Unfortunately for Nakamura, Japan did not reciprocate the loyalty he had amply exhibited with his nearly three decades long holdout in obedience to the last orders he had received from the Japanese authorities. In contrast to Hiroo Onoda whose holdout had ended a few months earlier, and who was lionized and celebrated as a paragon of conscientious devotion to duty, Nakamura garnered relatively little attention in Japan.
It did not help that Onoda was an ethnic Japanese citizen, while Nakamura had been a colonial soldier from what by 1974 was the independent nation of Taiwan. Although he expressed a wish to be repatriated to Japan, Nakamura had no legal right to go there, and so was sent to Taiwan instead.

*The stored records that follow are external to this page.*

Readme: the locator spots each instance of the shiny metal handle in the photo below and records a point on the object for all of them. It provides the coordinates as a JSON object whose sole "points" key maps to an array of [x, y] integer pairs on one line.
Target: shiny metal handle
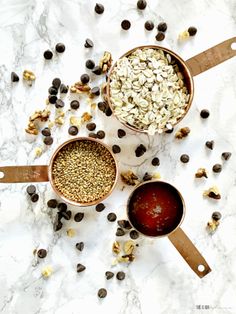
{"points": [[212, 57], [17, 174], [189, 252]]}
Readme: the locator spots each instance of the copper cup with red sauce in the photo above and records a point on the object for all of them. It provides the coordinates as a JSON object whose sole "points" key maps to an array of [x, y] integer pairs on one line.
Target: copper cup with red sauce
{"points": [[157, 209]]}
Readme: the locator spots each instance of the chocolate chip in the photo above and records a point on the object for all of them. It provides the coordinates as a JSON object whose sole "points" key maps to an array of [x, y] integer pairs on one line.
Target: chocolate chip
{"points": [[100, 207], [80, 246], [88, 43], [34, 197], [56, 82], [134, 234], [216, 216], [73, 130], [101, 134], [74, 104], [162, 27], [141, 4], [121, 133], [204, 113], [184, 158], [48, 140], [89, 64], [48, 54], [78, 217], [52, 203], [120, 232], [102, 293], [226, 155], [160, 36], [125, 24], [111, 217], [156, 161], [80, 268], [217, 168], [84, 78], [120, 275], [14, 77], [91, 126], [31, 189], [99, 8], [109, 274], [192, 30], [210, 144], [116, 149], [42, 253], [60, 47]]}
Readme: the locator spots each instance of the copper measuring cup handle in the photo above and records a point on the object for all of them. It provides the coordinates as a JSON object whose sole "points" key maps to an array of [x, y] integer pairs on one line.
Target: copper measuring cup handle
{"points": [[20, 174], [189, 252], [211, 57]]}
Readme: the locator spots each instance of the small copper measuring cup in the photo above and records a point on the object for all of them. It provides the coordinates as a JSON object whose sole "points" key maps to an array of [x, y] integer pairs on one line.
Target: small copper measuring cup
{"points": [[43, 173], [139, 212], [189, 68]]}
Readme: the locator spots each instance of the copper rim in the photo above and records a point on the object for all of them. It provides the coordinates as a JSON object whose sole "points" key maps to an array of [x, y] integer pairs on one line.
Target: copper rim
{"points": [[184, 69], [51, 179], [164, 182]]}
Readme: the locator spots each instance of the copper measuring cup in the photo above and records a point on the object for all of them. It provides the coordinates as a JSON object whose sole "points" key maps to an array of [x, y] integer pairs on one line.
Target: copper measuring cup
{"points": [[43, 173], [176, 235], [189, 68]]}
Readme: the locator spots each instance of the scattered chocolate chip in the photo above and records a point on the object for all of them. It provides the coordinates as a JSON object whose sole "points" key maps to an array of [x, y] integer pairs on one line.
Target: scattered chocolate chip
{"points": [[42, 253], [204, 113], [84, 78], [160, 36], [226, 155], [162, 27], [111, 217], [125, 24], [60, 47], [217, 168], [184, 158], [80, 246], [141, 4], [73, 130], [90, 64], [192, 31], [34, 197], [100, 207], [149, 25], [74, 104], [14, 77], [116, 149], [52, 203], [210, 144], [31, 189], [48, 140], [80, 268], [156, 162], [109, 274], [78, 217], [120, 275], [119, 232], [102, 293], [134, 234], [48, 54], [88, 43], [99, 8]]}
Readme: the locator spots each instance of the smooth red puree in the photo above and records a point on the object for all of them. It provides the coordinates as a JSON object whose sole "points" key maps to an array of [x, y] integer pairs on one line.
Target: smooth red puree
{"points": [[155, 208]]}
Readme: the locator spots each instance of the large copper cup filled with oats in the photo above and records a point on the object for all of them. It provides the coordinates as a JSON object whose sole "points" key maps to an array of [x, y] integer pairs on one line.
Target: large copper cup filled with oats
{"points": [[150, 88], [82, 171]]}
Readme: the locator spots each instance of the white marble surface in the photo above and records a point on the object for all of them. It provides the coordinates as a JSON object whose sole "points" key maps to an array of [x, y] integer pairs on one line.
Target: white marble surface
{"points": [[158, 281]]}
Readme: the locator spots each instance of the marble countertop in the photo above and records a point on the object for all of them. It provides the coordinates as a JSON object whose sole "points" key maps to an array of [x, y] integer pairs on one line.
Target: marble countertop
{"points": [[158, 281]]}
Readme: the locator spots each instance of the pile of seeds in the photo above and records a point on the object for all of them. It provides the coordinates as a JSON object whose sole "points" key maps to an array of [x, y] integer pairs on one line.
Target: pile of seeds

Moreover, as a member of a colonial unit rather of the Japanese Army, Nakamura was not entitled to a pension and back pay under Japanese law. Whereas Hiroo Onoda had been awarded about U$160,000 by Japan, equivalent to about U$850,000 in 2017 dollars, Nakamura was awarded only U$227 – equivalent to U$1186 in 2017 – for his three decades long holdout in service to Japan. Teuro Nakamura returned to Taiwan, where he died of lung cancer five years later, in 1979.